Стан Избранных (Лагерь святош) | страница 4




Ночь, крадучись, опускалась на землю, протягивая руки тьмы к последнему красному лучу, освежающему подходящий к берегу флот. Кораблей было больше сотни, — ржавые, абсолютно неприспособленные к выходу в море, и в то же время каждый из них служил зримым доказательством чуда, которое привело их сюда, невредимыми, с другого края земли. Всех, кроме одного, потерпевшего крушение у берегов Цейлона. Выстроившись почти безупречным фронтом, корабли, один за другим, утыкались в песок и застревали среди камней, покачнувшись в последний раз, словно тоскливо кланяясь долгожданной тверди.


Робкий свет умирающего дня скользил по тысячам трупов вокруг, мертвецам, одетым в белое, усеявшим отмели, и двигался дальше, в открытое море, словно за тем, чтобы найти там всех остальных, кто не доплыл. Сотня судов! Профессор почувствовал, как дрожь пронизала всё его существо, — дрожь, которую мы испытываем, стараясь постичь разумом величие и бесконечность Вселенной и остро ощущая свою немощь, что обращает нас к благоговению и смирению. В канун первого пасхального дня восемьсот тысяч живых и несметные тысячи мёртвых переступили порог Запада для того, чтобы завоевать его без единого выстрела. Завтра ему конец.

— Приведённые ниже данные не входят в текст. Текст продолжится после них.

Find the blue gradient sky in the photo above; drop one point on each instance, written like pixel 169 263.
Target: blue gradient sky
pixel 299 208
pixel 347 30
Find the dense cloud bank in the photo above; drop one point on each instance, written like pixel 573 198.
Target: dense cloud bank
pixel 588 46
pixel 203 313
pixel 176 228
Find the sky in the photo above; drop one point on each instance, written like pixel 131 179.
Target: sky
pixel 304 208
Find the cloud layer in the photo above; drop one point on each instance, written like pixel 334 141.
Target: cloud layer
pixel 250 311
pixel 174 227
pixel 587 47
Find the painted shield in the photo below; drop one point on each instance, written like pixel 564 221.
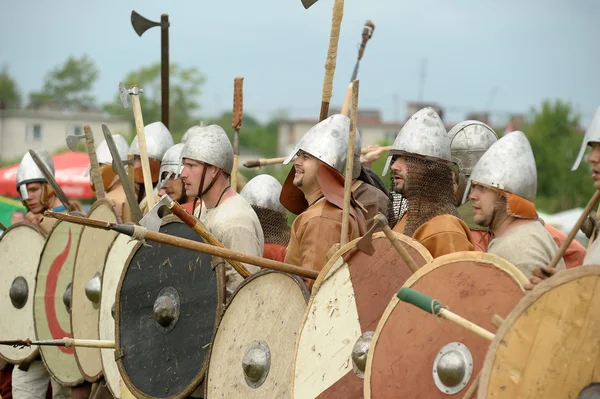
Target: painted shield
pixel 52 295
pixel 20 248
pixel 168 302
pixel 348 298
pixel 251 355
pixel 414 354
pixel 113 267
pixel 549 345
pixel 87 287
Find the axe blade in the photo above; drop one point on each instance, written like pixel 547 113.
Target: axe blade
pixel 152 221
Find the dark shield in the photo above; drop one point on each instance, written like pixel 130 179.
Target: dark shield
pixel 168 302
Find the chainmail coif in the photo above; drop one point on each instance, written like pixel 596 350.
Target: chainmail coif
pixel 429 192
pixel 274 225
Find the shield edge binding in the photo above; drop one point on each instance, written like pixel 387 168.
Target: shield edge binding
pixel 321 278
pixel 43 234
pixel 491 259
pixel 197 381
pixel 247 280
pixel 95 205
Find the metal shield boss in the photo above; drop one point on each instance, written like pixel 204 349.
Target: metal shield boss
pixel 167 303
pixel 347 301
pixel 548 346
pixel 52 301
pixel 20 249
pixel 87 287
pixel 415 354
pixel 252 351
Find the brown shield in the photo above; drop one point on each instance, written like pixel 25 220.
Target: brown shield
pixel 252 350
pixel 51 316
pixel 347 301
pixel 87 284
pixel 113 267
pixel 20 249
pixel 415 354
pixel 549 345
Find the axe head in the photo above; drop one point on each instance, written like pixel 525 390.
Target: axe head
pixel 141 24
pixel 152 221
pixel 308 3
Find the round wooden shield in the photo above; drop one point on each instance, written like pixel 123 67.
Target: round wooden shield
pixel 51 315
pixel 20 249
pixel 87 287
pixel 113 267
pixel 347 301
pixel 168 302
pixel 251 355
pixel 549 345
pixel 415 354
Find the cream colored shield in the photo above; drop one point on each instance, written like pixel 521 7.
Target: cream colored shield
pixel 87 287
pixel 20 249
pixel 549 345
pixel 52 318
pixel 115 261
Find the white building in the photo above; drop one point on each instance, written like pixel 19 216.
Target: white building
pixel 22 130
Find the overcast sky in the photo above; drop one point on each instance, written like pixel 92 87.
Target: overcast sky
pixel 503 55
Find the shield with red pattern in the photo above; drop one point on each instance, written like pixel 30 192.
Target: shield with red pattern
pixel 348 298
pixel 415 354
pixel 52 301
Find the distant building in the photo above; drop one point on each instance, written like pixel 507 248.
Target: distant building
pixel 22 129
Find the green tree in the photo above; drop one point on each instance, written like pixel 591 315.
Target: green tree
pixel 184 90
pixel 10 96
pixel 69 85
pixel 555 138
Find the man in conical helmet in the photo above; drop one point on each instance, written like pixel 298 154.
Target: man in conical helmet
pixel 314 190
pixel 170 180
pixel 158 141
pixel 262 193
pixel 420 163
pixel 502 189
pixel 207 160
pixel 112 185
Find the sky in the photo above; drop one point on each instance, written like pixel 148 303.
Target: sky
pixel 504 56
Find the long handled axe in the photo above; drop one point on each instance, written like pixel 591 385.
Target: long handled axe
pixel 141 233
pixel 119 169
pixel 134 92
pixel 236 124
pixel 50 179
pixel 152 222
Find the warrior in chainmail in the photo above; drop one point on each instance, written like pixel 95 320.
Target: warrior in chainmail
pixel 420 163
pixel 262 193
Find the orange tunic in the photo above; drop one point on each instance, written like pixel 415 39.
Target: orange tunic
pixel 314 232
pixel 441 235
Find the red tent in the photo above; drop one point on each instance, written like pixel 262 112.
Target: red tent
pixel 70 176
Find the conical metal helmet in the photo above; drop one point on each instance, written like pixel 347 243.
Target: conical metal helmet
pixel 592 135
pixel 328 142
pixel 210 146
pixel 171 163
pixel 158 141
pixel 423 135
pixel 469 140
pixel 508 165
pixel 103 153
pixel 28 172
pixel 263 191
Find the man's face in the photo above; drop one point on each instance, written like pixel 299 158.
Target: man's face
pixel 192 174
pixel 173 188
pixel 34 203
pixel 399 174
pixel 483 200
pixel 306 167
pixel 594 160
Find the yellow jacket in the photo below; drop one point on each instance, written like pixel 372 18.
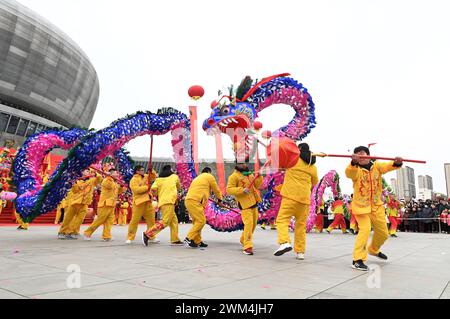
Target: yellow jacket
pixel 139 188
pixel 201 187
pixel 83 191
pixel 236 184
pixel 299 181
pixel 63 203
pixel 392 212
pixel 167 189
pixel 110 192
pixel 367 185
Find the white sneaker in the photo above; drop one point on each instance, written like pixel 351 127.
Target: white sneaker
pixel 284 248
pixel 300 256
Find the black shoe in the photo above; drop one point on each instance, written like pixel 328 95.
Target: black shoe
pixel 190 243
pixel 145 239
pixel 381 256
pixel 359 265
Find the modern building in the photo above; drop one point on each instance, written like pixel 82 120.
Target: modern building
pixel 406 183
pixel 46 80
pixel 425 182
pixel 447 178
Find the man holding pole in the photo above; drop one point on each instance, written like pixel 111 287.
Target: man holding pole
pixel 196 200
pixel 244 187
pixel 367 205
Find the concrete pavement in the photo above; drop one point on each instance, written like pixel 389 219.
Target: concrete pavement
pixel 34 264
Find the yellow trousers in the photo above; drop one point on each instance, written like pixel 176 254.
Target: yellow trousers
pixel 145 210
pixel 169 218
pixel 122 218
pixel 78 221
pixel 250 219
pixel 197 213
pixel 289 208
pixel 72 216
pixel 377 220
pixel 58 215
pixel 105 217
pixel 20 221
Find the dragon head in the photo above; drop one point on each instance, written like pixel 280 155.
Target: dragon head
pixel 234 119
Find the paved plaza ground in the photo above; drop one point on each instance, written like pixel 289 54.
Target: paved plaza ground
pixel 34 264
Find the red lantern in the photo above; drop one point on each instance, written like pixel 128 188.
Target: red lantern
pixel 266 134
pixel 283 153
pixel 196 92
pixel 257 125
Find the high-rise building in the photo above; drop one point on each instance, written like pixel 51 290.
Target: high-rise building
pixel 46 80
pixel 447 178
pixel 406 183
pixel 425 182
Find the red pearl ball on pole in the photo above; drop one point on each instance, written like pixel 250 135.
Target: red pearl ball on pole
pixel 196 92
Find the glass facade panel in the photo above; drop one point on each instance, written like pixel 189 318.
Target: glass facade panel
pixel 23 124
pixel 31 129
pixel 4 118
pixel 13 123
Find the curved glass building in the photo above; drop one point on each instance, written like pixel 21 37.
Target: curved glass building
pixel 46 80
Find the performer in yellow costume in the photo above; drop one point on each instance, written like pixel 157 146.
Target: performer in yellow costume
pixel 196 200
pixel 106 206
pixel 248 198
pixel 61 206
pixel 392 208
pixel 79 198
pixel 142 202
pixel 296 193
pixel 166 186
pixel 338 210
pixel 123 212
pixel 367 205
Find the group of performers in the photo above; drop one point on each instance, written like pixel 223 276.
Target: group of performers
pixel 367 207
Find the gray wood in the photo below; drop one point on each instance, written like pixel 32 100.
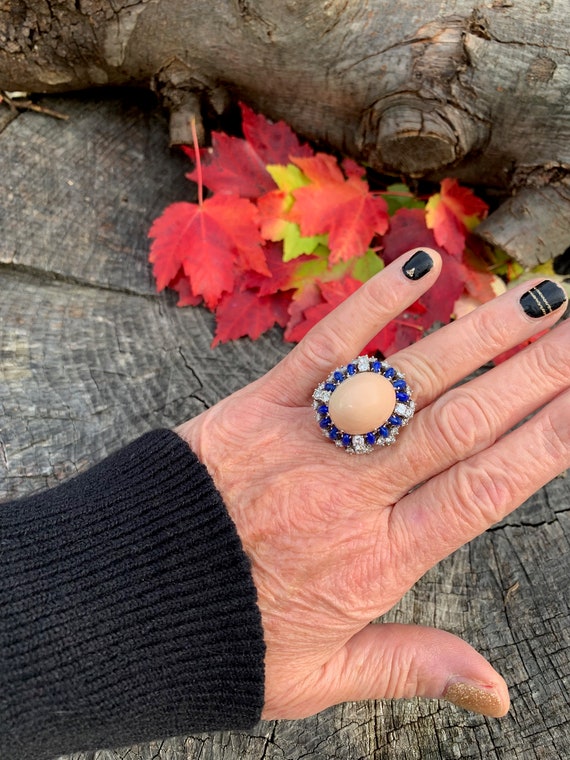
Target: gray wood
pixel 436 88
pixel 90 357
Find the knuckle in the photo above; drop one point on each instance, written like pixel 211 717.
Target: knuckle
pixel 551 361
pixel 493 334
pixel 430 382
pixel 461 424
pixel 483 494
pixel 554 432
pixel 319 350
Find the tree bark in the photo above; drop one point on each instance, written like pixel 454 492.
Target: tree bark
pixel 91 356
pixel 438 88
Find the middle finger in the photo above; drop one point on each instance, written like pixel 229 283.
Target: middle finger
pixel 470 418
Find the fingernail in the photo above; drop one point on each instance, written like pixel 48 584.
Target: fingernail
pixel 543 299
pixel 418 266
pixel 475 698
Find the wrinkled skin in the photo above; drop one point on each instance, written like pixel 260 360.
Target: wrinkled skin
pixel 336 540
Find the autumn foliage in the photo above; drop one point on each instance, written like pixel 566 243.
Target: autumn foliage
pixel 287 233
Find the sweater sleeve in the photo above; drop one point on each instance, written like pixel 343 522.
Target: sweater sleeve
pixel 128 610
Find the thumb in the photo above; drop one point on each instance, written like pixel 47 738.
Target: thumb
pixel 387 661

Медленно нарастая, поднимаясь с побережья в сторону холмов, на которых примостился посёлок и дом с террасой, грозное, несмотря на кажущуюся мягкость, до ушей профессора доносилось пение восьмисот тысяч — или их было больше? — голосов. Слов, конечно же, не удавалось разобрать — какая-то бесконечная баллада с подчёркнуто монотонным ритмом. Наверное, вот так же пели псалмы крестоносцы, окружавшие Иерусалим, накануне последнего штурма. Если вспомнить предание, то стены Иерихона рухнули, когда знаменитые трубы пропели свою могучую песню в седьмой раз. Наверное, даже когда всё стихло и улеглось, многие всё равно кожей ощущали мощь божественного недовольства.


Профессор слышал и другие звуки. Рокот моторов сотен грузовиков, — ещё утром армия начала занимать позиции недалеко от средиземноморских берегов. Но в темноте ничего не получалось разглядеть — профессор на террасе оставался наедине лишь с небом и звёздами.


Вернувшись в дом, профессор почувствовал прохладу, но дверь закрывать не стал, — пусть всё остаётся, как всегда. Разве может какая-то дверь защитить мир, который зажился на этом свете? Пусть даже такая дверь — настоящий шедевр человеческого мастерства и терпения, чей возраст перевалил за три столетия, дверь, выструганная однажды из цельного западного дуба?